姪っ子
わたしの姪っ子のひとりは極道モンで、不倫をしたり駆け落ちをしたり、男とケンカをして鼻っばしらをへし折られたりと、なかなかの武勇伝の持ち主である。
アノネと、わたしもいちおう人生の先輩として注意をしたことがあるのだが、これが世代の断絶というのだろうか。おじさんの忠告なんてハナもひっかけてもらえなかった。
そんな極道姪っ子でもけっこういいところもあるようで、実家には彼女が祖母のために買った車椅子なんてものがある。

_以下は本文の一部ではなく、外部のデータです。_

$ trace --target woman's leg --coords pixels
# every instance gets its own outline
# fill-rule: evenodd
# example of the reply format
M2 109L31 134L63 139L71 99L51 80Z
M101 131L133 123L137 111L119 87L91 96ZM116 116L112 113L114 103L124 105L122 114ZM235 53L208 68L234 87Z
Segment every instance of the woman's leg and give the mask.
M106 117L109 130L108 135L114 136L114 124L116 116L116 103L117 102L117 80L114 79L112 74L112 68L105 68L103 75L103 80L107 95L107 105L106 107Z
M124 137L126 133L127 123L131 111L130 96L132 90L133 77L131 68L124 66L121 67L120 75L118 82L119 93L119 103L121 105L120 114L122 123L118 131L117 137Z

先ゆきみじかい祖母だけは大事にしようという殊勝な気があるらしい。
お盆に帰省して、姉ちゃんはどうしたいと、もうひとりの姪っ子に訊いてみた。
オーストラリアに短期留学しているよ、という返事である。
いっしゅん耳を疑ったが、半年ばかり勉強してくるよと妹に言い残して、今年の5月にふらりと日本を発ったらしい。
父親は貧乏人だし、娘とぜんぜん話のあわない化石人間だから、留学の費用はすべて自分でこつこつ貯めたもののようだ。
おそまきながら少しは向上心をもったのか、それともわが家に伝統の放浪癖が頭をもたげたのか。
なんだっていいやと、わたしのほうもだいぶいいかげん。
結婚して子供を産んで幸せな家庭を、なんていうまっとうな生活を望まないDNAが、わが家のどこかに受け継がれているらしい。